Monday, 11 April 2016

Edinburgh Schools - lessons to be learned

Collapsing Edinburgh schools are a metaphor for the folly of PPP schemes that have cost the taxpayers £billions. This latest scandal should be used as an opportunity to think again.

Fears over safety has forced the closure of 17 Edinburgh schools due to concerns over the standard of construction, leaving 7,000 pupils unable to return to classrooms following the Easter break. Every Scottish council is now carrying out surveys of schools that could be affected.

The schools were all built under the same public private partnership contract by Edinburgh Schools Partnership (ESP). This is a Special Purpose Vehicle - essentially a company set up to run this scheme, owned by the partner companies that are responsible for the contract.

This is how most Public Private Partnerships (PPP) are operated. There are a number of different schemes that come under this umbrella term, including PFI, NPD and the Hub Initiative. The common feature is that private companies finance and then operate a public service building for a contracted period, typically 25 years or longer. They were started by the Tories, developed by Labour and continued by the SNP, who have one of the largest PPP programmes in Europe.

While UNISON opposed PPP schemes from the outset, it is only fair to point out that construction failure is not an inherent element in PPP schemes. They can happen with any construction project and we don't at this stage have all the information on the precise problems with these buildings.

However, there are some reasons why such failures are a bigger risk in PPP schemes.
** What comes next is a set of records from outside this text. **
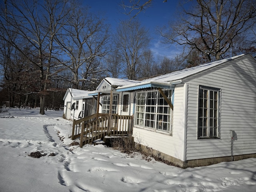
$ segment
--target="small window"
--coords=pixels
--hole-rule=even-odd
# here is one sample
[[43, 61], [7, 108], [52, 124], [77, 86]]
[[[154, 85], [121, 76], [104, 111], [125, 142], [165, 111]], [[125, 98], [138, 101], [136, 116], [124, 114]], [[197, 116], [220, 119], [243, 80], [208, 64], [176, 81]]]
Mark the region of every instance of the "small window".
[[198, 100], [198, 138], [219, 138], [220, 90], [200, 86]]
[[129, 95], [126, 94], [124, 95], [123, 98], [123, 112], [128, 112], [128, 106], [129, 106]]
[[79, 102], [79, 101], [76, 101], [76, 109], [78, 109], [78, 103]]
[[[118, 102], [118, 95], [114, 95], [113, 102], [112, 102], [112, 114], [117, 113], [117, 106]], [[109, 113], [110, 107], [110, 95], [102, 96], [102, 113]]]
Firstly, the construction company in a PPP scheme is almost always an equity partner of the SPV running the scheme. In effect this means they are both the client and the contractor. Unlike conventional procurement, there is no council or other public service provider performing the supervisory client role.

Secondly, there is a profit incentive to keep costs to the minimum. Any saving that the construction partner can make, increases profits to both the construction company and the other SPV partners. There is therefore a stronger cost saving incentive than in conventional procurement. 

Thirdly, many PPP schemes have been under pressure to cut costs late in the project because of budget overrun. We know that this has resulted in specification cuts, such as fewer beds in PPP hospitals and the loss of planned teaching areas in PPP schools. There is bound to be a concern that this may drive construction changes as well.

Fourthly, PPP schemes tend to use standard designs to keep architectural costs to a minimum. This has been criticised on aesthetic grounds because designs don't always reflect the local setting. It also means that a design feature that fails, could have implications for not one building, but many.

I should emphasise that I don't believe that this means that anyone has deliberately done anything that is unsafe. However, PPP schemes do not have all the checks and balances that happen with conventional procurement.

Our concerns over PPP primarily relate to the inflexibility of long term contracts and cost. In our latest report on this issue late last year, we argue that with interest rates at historic lows, now is an ideal time to review the cost of PPP schemes that were signed when interest rates were much higher. It is now widely accepted and understood that PPP projects have been extremely expensive ways of funding new hospitals and schools. Estimates of how much the public sector could save now through buying out PPP contracts range as high as £12 billion in Scotland.

Whatever the cause of the construction failures in the Edinburgh Schools scheme, this should be yet another wake up call on the inherent weaknesses in this method of funding public services. Bringing PPP schemes into the public sector is a safer and more cost effective solution for public service delivery.